No dia da sua partida ela vestiria seu vestido tão azul, que caindo solto sobre seu corpo pequeno desenharia os seios pontudos e as carnes ainda redondas. Traria nos olhos castanhos, grandes e assustados, o peso das encarnações todas, molhados de uma saudade antecipada. Dentro do peito agora azul haveria o coração vermelho que sabe, sempre soube, dos monstros atrás das portas e dos fantasmas sob os tapetes. No coração grande tantas prateleiras ocupadas, bagagem pesada a dela, carrega no peito seu o amor de outras tantas carnaturas, as palavras, os filhos, os homens, os sons e os ventos todos, as águas sem fim.
Sabia que chegaria o dia anunciado, a partida premeditada desde o primeiro dia, nada prenderia aqueles olhos, aquelas mãos, nem o enredo das suas palavras, nem seu corpo habilidoso e fácil, nem seus olhos tristes, nem o riso solto. Talvez a voz pudesse, vento que sai da garganta em busca do porto seguro dos ouvidos continentes, e que suspendendo o mundo longe do chão carrega seu umbigo feminino pra dentro da casa dos homens e lá fica, como uma lembrança boa, como um desejo sujo. Mas a sua voz que ele pouco quis ouvir, teia de aranha safada, rebenta diante do corpo masculino e duro deste homem que agora partiria simples e reto como uma flecha, como uma espada, ou antes como uma lâmina.

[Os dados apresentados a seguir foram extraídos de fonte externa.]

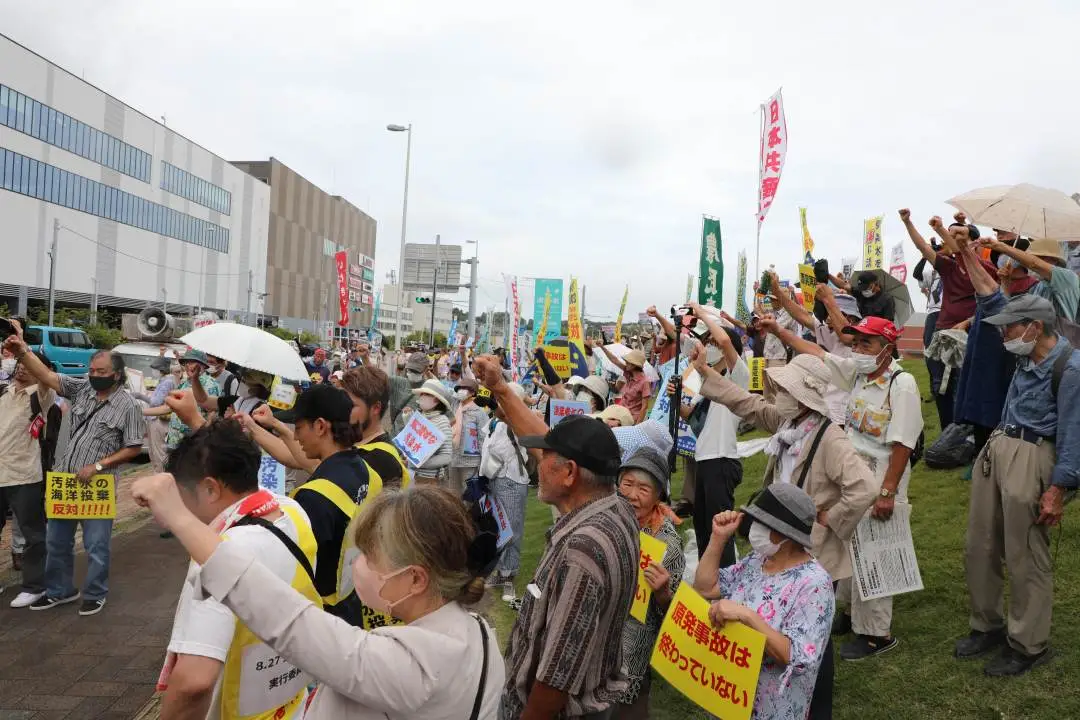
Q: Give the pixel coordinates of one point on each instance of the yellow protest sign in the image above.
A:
(652, 551)
(67, 499)
(756, 374)
(808, 285)
(716, 668)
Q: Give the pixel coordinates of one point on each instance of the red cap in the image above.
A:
(872, 325)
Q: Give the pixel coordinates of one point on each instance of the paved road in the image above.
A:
(55, 664)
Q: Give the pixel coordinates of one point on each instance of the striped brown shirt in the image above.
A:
(117, 425)
(570, 637)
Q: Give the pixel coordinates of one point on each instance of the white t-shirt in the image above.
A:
(205, 627)
(719, 434)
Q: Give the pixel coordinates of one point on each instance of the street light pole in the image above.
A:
(401, 258)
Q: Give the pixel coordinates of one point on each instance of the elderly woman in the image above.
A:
(418, 561)
(644, 481)
(810, 451)
(779, 589)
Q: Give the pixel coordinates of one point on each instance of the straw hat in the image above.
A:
(807, 379)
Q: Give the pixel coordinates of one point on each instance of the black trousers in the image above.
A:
(27, 503)
(715, 491)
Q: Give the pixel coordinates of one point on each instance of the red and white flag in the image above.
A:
(773, 151)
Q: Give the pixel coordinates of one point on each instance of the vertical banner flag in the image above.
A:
(773, 151)
(576, 335)
(341, 259)
(808, 285)
(898, 266)
(872, 243)
(618, 321)
(742, 311)
(545, 286)
(807, 240)
(711, 285)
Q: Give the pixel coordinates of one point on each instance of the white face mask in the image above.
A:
(761, 542)
(1020, 345)
(786, 405)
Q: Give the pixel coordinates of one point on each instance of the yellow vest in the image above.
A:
(258, 683)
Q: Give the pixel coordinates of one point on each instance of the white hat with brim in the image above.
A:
(436, 390)
(806, 378)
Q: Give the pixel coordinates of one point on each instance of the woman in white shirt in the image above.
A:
(417, 554)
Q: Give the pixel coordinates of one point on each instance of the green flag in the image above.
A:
(711, 269)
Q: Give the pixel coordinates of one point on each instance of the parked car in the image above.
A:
(68, 348)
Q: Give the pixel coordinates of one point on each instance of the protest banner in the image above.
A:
(418, 439)
(618, 321)
(873, 254)
(716, 668)
(563, 409)
(898, 266)
(756, 374)
(807, 240)
(271, 475)
(652, 551)
(68, 499)
(808, 285)
(711, 265)
(882, 556)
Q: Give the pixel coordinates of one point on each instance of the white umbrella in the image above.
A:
(1026, 209)
(620, 351)
(251, 348)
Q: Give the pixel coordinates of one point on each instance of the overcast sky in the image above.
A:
(589, 137)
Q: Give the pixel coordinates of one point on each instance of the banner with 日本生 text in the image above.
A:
(67, 499)
(652, 551)
(716, 667)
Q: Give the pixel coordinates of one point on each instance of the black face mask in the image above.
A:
(100, 384)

Na sua mala que fica o fardo da mulher que tem o coração e os olhos maiores do que as pernas, a alma despudorada que quer a pequena delícia das possibilidades, e as mãos infantis que não sabem desenhar mas que adivinham o contorno do mundo. Nos bolsos do homem todos os espaços vazios, os caminhos abertos, o tempo que o convida e o espera, generoso, para ser reconstruído e mudado em movimento e cor, as linhas fugidias desembaraçadas de quem não tem nada a perder, e a solidão espreitando como um velho no canto da sala, que um dia sem mais nem menos aparece pra jantar e senta na cabeceira da mesa, depois toma a cama, o banheiro e o quintal. E guardado no altar dos dias deles vividos um por um, a vontade compartilhada e secreta, os nomes, os lugares e as alegrias que só eles conhecerão, a memória do corpo intransferível, a urgência que jamais poderá ser roubada.
No dia da sua partida ela vestiria seu vestido tão azul e ela estaria pronta, sanguínea e delicada, com seu amor tecido em doação numa mão e seu silêncio na outra, os dentes aparecendo tímidos atrás do sorriso atrapalhado, molhado do choro que cai bonito dos olhos, e sem espanto, ela entregaria a flor sobrevivente e desmanchada nascida do tormento doce do seu coração vulcânico.